Desaceleração do agronegócio derruba PIB e dá votos ao impeachment

Crise impacta agronegócio, que deve crescer menos de 1% em 2016.

Desde o início da crise econômica, em 2014, o agronegócio conseguiu se manter e sentiu pouco os efeitos da recessão. O crescimento se manteve dentro da média, na casa dos 3%, evitando um resultado ainda pior do PIB nacional. Agora, a calmaria chegou ao fim e os seguidos meses de inflação alta, desemprego e redução do poder de compra já afetam o setor, que deve crescer menos de 1% em 2016.

“Esse ano nós estamos prevendo que o PIB [agricultura] vai aumentar 0,6%. O PIB aumentar 0,6% fica de uma fragilidade tamanha que qualquer seca, qualquer problema climático, pode fazer com que esse PIB que já está muito frágil possa ser negativo”, disse o o presidente da Confederação da Agricultura e Pecuária do Brasil, João Martins.

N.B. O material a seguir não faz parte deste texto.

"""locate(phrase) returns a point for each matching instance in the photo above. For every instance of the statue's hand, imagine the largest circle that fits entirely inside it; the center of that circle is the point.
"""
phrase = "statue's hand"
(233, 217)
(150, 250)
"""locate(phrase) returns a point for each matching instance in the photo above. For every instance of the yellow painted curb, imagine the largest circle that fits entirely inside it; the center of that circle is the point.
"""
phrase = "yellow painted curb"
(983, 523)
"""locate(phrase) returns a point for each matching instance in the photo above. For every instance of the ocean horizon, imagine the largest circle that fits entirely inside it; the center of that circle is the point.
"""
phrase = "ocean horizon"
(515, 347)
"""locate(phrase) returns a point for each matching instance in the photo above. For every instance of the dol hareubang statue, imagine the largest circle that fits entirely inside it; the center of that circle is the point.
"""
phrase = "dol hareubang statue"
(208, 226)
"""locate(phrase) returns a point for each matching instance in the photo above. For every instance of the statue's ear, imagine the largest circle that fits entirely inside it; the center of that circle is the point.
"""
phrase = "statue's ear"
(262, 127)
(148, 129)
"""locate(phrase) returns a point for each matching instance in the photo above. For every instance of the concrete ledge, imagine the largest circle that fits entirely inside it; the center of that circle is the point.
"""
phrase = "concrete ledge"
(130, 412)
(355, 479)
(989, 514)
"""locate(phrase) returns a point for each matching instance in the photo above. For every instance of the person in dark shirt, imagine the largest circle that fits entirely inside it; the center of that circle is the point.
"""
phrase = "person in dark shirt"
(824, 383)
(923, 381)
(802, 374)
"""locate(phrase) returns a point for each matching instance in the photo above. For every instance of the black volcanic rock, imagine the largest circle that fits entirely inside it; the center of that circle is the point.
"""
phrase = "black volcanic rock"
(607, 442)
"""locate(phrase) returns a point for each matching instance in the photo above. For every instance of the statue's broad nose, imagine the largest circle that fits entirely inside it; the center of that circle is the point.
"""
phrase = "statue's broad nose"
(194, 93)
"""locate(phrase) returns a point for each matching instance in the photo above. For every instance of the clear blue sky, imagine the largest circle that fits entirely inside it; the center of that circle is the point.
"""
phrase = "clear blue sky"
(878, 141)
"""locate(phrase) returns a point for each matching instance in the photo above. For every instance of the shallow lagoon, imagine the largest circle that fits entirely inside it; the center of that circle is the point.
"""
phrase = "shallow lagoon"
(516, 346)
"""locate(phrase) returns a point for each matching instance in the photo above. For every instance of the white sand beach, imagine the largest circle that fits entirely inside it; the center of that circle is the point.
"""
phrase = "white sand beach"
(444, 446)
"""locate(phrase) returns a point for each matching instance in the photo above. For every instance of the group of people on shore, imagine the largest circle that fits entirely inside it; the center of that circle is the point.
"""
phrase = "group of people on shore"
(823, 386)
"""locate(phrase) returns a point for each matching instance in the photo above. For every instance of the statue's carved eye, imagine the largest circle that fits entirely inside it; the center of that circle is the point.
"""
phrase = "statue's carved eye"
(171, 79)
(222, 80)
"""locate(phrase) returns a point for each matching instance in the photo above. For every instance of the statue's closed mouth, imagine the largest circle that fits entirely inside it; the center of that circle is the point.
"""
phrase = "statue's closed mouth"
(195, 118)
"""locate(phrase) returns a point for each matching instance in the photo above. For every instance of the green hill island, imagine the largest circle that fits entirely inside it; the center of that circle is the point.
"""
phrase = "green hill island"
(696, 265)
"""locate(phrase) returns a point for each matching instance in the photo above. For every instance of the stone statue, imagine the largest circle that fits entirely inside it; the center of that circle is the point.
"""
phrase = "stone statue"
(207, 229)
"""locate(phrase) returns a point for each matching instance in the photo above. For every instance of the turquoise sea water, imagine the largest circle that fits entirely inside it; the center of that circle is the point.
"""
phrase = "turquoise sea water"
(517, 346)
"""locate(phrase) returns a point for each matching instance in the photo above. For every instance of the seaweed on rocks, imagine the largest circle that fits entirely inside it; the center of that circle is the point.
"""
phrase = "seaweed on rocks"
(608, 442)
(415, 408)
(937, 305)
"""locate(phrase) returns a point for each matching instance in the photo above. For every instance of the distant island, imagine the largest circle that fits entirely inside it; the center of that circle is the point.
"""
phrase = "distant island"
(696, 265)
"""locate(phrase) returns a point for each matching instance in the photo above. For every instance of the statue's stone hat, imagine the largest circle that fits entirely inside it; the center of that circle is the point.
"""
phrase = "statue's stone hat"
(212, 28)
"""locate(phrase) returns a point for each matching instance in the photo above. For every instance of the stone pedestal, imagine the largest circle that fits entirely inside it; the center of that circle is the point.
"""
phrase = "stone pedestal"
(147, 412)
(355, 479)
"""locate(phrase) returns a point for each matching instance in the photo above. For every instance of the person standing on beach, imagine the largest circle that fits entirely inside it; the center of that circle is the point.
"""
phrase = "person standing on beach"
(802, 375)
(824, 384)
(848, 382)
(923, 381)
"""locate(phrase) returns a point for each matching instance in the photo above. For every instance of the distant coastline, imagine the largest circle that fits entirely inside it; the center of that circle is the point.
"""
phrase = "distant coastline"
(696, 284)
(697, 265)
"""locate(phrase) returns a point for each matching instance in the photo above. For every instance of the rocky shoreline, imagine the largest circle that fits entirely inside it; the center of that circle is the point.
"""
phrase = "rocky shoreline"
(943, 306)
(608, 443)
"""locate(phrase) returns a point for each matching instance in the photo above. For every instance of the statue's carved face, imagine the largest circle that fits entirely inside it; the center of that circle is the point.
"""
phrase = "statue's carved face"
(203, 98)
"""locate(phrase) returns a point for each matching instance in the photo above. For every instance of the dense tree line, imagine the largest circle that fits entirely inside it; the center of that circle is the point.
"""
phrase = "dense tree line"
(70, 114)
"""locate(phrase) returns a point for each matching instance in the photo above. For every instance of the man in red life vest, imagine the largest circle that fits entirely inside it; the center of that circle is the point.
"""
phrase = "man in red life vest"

Nesta semana, a CNA demonstrou preocupação com a desaceleração do setor e pediu respostas ao governo federal. A Associação Brasileira do Agronegócio também exigiu providências. Para o diretor executivo da entidade, Luis Cornacchioni, com a crise perdem consumidores e produtores rurais.

“Já está afetando tanto em termos de consumo interno, como em termos de linhas de crédito, taxa de juros. A questão do crédito é fundamental. Nós estamos já em abril e não temos nada de plano safra concluído. Se imaginarmos que estamos no momento de fazer as compras de insumos e equipamentos para a safra que começa agora a partir do meio deste ano é uma situação que preocupa e bastante”, contou.

A previsão da Abag de crescimento do agronegócio em 2016 é mais otimista: 2%. As culturas mais afetadas no mercado interno são as hortifrutícolas, segundo o Centro de Estudos Avançados em Economia Aplicada da Universidade de São Paulo. O engenheiro agrônomo e coordenador do Cepea, Geraldo Barros, explica que o setor só está se salvando da recessão por causa das exportações.

“Legumes, verduras, tubérculos, batata etc. Esses produtos são tipicamente de mercado interno e sofrem mais, logicamente, com o mercado interno fraco. Então esse pessoal está sendo advertido a olhar bem os custos, tentar cortar custos, adiar investimentos. Já na área de grãos, soja, milho, a perspectiva é boa graças ao panorama das exportações”, alegou.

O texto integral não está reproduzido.